Terrence Malick’s “Tree of Life,” probably the most highly anticipated film at the Cannes Film Festival, held multiple, invitation-only screenings on Monday at the Grand Theatre Lumiere, the largest theater available there.

Audiences actually booed the film. (As the audiences in Cannes are notorious for doing when they are shocked, offended or simply bored to death.) It shocked Malick’s supporters so much, they gave the film a rather defensive standing ovation as the credits rolled.
Malick also skipped out on the press conference after the screening. The director is known for being extremely behind-the-scenes,  a very much out-of-the spotlight artist, and one of the most highly respected American filmmakers.

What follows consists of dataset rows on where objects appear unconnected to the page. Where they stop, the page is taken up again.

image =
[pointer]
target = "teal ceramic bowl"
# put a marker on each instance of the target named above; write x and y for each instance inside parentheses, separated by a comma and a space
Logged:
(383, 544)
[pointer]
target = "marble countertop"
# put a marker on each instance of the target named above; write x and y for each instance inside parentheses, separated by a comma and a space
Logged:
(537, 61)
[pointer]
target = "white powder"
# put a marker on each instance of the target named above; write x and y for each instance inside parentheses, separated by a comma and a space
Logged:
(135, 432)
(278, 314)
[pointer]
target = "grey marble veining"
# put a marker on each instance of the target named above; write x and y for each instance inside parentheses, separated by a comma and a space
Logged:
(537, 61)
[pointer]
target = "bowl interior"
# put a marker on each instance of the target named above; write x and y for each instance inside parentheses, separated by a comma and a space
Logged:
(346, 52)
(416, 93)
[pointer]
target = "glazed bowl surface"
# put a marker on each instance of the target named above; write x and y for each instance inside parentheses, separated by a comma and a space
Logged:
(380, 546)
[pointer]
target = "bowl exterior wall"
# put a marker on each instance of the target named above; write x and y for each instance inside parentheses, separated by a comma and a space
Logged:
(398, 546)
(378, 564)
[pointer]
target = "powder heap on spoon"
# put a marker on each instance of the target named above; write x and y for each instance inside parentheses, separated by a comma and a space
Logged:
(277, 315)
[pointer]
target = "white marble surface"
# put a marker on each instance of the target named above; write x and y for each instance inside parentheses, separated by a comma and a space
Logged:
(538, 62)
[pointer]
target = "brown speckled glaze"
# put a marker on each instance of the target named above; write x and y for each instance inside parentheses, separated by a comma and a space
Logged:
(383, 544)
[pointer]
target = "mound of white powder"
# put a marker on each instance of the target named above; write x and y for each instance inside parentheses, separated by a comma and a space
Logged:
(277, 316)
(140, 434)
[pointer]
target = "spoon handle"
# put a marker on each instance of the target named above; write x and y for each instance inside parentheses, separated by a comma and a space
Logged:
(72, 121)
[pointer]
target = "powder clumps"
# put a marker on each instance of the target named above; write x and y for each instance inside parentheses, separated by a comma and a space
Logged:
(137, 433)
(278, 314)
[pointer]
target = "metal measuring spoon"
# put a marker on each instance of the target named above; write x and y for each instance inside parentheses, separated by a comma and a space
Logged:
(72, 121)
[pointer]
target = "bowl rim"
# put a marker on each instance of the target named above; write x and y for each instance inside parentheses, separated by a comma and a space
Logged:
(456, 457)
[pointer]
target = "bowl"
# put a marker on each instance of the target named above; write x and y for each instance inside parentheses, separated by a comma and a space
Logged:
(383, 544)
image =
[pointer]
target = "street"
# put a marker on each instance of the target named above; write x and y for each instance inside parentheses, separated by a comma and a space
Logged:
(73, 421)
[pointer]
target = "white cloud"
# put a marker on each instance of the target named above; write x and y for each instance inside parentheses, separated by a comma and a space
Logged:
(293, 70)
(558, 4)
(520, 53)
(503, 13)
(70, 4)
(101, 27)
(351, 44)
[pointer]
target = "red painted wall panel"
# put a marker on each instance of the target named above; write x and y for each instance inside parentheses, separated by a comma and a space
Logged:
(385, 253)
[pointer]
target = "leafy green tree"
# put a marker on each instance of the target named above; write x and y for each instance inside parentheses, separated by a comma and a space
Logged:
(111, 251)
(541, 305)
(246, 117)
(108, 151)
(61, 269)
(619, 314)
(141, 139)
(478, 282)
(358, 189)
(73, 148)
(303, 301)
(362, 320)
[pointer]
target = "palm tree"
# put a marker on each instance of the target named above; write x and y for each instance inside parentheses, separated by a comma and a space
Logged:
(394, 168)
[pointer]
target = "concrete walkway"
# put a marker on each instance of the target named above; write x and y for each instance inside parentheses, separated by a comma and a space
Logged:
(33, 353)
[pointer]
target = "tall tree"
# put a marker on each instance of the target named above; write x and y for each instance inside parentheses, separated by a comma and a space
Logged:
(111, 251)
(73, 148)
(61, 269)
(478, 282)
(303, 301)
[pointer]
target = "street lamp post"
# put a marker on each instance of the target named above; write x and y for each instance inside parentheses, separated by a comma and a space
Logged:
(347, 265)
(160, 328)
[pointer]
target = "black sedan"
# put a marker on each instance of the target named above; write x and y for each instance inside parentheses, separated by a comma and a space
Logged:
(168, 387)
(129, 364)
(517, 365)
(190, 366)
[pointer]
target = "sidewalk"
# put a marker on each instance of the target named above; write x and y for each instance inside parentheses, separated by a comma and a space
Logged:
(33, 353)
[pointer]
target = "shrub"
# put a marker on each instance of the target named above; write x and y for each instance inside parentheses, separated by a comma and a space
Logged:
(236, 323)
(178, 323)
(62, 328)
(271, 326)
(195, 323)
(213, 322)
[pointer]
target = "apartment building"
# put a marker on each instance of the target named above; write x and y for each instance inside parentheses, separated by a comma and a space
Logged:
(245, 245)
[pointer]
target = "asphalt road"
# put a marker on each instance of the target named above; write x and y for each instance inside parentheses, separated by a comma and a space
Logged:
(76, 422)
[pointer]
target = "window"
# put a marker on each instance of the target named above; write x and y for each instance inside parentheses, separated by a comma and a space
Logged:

The AP reports that Brad Pitt, a producer and star of the movie, “I don’t know why it’s accepted that people who make things in our business are then expected to sell them, and I don’t think that computes with him,” said Pitt, also a producer on the film. “He wants to focus on the making of it, not the real estate, selling the real estate. It is an odd thing for an artist to start something and then be salesman.” Pitt, Chastain and the film’s producers braved the press alone.

Malick has not had a film at Cannes since his seminal and iconic 1979 film “Days of Heaven,” where he garnered him the Festival’s  top directing prize. “Tree of Life” is only his fifth film in a nearly forty-year career. His other films includes “Badlands” and “The Thin Red Line.”
Producer Sarah Green explained, “Mr. Malick is very shy.”